Abstract

The present study aimed to develop an autophagy-related gene prognostic prediction model to provide survival risk prediction for head and neck squamous cell carcinoma (HNSCC) patients. The K-mean cluster analysis was performed on HNSCC samples based on the expression values of 210 autophagy-related genes for candidate signature gene selection. LASSO Cox regression analysis was generated using the potential genes and the risk score was calculated from the prognosis model. The risk score was processed as an independent prognostic indicator to construct the nomogram model. The immune status including immune cell infiltration ratio and checkpoints of patients with HNSCC in high- and low-risk groups was also explored.
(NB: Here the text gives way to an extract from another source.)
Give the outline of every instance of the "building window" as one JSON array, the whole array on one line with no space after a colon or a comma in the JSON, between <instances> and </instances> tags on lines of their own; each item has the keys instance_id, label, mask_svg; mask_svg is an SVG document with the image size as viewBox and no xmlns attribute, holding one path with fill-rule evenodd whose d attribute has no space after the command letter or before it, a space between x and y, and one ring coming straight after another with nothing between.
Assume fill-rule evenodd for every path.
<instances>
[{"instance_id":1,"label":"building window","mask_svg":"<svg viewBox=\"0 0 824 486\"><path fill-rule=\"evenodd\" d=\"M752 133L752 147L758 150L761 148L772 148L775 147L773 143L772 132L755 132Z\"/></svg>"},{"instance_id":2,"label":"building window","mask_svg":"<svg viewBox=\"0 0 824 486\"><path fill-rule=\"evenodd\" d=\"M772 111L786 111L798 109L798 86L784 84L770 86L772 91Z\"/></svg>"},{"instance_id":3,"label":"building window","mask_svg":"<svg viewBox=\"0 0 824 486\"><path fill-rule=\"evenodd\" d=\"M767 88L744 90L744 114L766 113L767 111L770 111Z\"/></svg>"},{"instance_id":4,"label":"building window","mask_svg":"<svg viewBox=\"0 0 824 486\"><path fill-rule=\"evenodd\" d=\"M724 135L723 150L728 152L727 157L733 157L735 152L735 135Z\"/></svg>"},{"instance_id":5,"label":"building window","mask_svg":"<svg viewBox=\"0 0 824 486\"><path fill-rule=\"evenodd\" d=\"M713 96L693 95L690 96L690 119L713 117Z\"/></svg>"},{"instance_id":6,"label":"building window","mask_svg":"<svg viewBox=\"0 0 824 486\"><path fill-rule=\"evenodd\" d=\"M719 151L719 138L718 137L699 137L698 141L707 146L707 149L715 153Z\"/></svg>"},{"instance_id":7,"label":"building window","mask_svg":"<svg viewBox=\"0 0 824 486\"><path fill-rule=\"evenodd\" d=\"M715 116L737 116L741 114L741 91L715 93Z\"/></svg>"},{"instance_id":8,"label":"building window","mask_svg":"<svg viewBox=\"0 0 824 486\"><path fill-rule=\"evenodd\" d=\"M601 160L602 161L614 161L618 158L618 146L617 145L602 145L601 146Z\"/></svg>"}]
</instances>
LASSO Cox regression analysis was performed on the selected autophagy-related genes. According to the lambda value corresponding to the number of different genes in the LASSO Cox analysis, six genes (GABARAPL2, SAR1A, ST13, GAPDH, FADD and LAMP1) were finally chosen. The risk score based on the genes was generated, which was an independent prognostic marker for HNSCC. The prognostic prediction model (nomogram) was further optimized by the independent prognostic factors (risk score), which can better predict the prognosis and survival of patients. With the risk score and prognosis model, eight types of immune cells and six key immune checkpoints (CTLA4, PD1, IDO1, TDO2, LAG3, TIGIT) displayed expression specificity. This study identified several potential prognostic biomarkers and established an autophagy-related prognostic prediction model for HNSCC, which provides a valuable reference for future clinical research.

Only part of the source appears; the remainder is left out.